Arm 1 included 167 patients who were treated with oral Lynparza at 300 milligrams twice daily (BD) plus oral cediranib at 20 milligrams once daily (OD) until disease progression or beyond if clinical benefit is derived. Arm 2 included 170 patients who received 300 milligrams of oral Lynparza BD until disease progression or if clinical benefit was derived.

The primary end point was PFS; secondary end points included OS, toxicity, adherence, quality of life (QoL), cost-effectiveness, further treatment and response rate.

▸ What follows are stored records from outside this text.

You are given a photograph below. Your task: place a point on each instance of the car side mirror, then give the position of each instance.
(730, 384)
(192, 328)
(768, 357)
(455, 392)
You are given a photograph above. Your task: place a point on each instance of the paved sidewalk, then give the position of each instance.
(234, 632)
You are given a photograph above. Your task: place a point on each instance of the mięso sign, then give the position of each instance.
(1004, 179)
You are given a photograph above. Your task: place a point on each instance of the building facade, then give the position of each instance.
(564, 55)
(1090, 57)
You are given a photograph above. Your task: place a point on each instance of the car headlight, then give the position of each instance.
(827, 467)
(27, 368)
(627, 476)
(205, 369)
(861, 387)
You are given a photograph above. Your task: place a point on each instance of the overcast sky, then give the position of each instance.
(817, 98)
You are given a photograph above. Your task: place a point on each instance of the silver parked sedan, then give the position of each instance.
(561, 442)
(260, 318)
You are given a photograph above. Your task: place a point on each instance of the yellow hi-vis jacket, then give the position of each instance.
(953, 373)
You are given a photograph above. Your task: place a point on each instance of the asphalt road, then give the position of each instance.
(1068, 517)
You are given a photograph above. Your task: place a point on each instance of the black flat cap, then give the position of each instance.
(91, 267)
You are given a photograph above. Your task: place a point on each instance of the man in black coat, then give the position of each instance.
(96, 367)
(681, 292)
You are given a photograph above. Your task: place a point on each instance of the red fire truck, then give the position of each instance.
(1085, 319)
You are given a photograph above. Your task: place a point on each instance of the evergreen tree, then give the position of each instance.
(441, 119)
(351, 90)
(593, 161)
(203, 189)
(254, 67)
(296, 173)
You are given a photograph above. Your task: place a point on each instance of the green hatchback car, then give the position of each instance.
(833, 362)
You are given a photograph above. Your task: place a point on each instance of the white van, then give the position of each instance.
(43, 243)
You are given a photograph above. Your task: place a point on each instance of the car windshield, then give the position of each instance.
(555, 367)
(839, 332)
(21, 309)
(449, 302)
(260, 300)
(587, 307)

Baseline characteristics in both treatment arms were balanced: the median ages were 64 years and 62 years in the Lynparza monotherapy and Lynparza/cediranib arms, respectively; majority had an ECOG performance status of 0 (needed no assistance performing daily tasks , 56.5% versus 61.1%); majority had a serous histological type of carcinoma (97% versus 97.6%) and the majority of patients did not undergo surgery at relapse (85.3% versus 88.6%). 

Regarding safety, the safety profile was generally consistent with expected toxicities from the two agents. Events occurred in 17.6% (30 of 170 patients) and 19.8% (33 of 167 patients) from the Lynparza monotherapy and Lynparza/cediranib arms, respectively. Progressive disease occurred in 82.1% (115 patients) and 76.9% (103 patients) of patients in the respective arms; toxicity occurred in 10.7% (15 patients) and 13.4% (18 patients). The median number of cycles was eight and 11, respectively.

The most common grade 3 or (severe) higher side effects occurring in the Lynparza plus cediranib versus Lynparza only groups included anemia (low red blood cell count, 23 patients versus 20 patients), hypertension (high blood pressure, 16 patients versus four patients), diarrhea (16 patients versus three patients), fatigue (10 patients versus five patients), decreased neutrophil count (a type of white blood cell, 10 patients versus four patients) and abdominal pain (eight patients versus five patients).

“To conclude, the improvement in progression or overall survival with maintenance [Lynparza] and cediranib was not statistically significant compared to [Lynparza] alone,” Nicum said. “But it's worth noting that in the [Lynparza] arm, the progression-free survival was better than we had expected at 11 months compared to 8.4 months, and also in terms of overall survival, it was significantly better than anticipated at 37.8 months rather than 29.8 months.”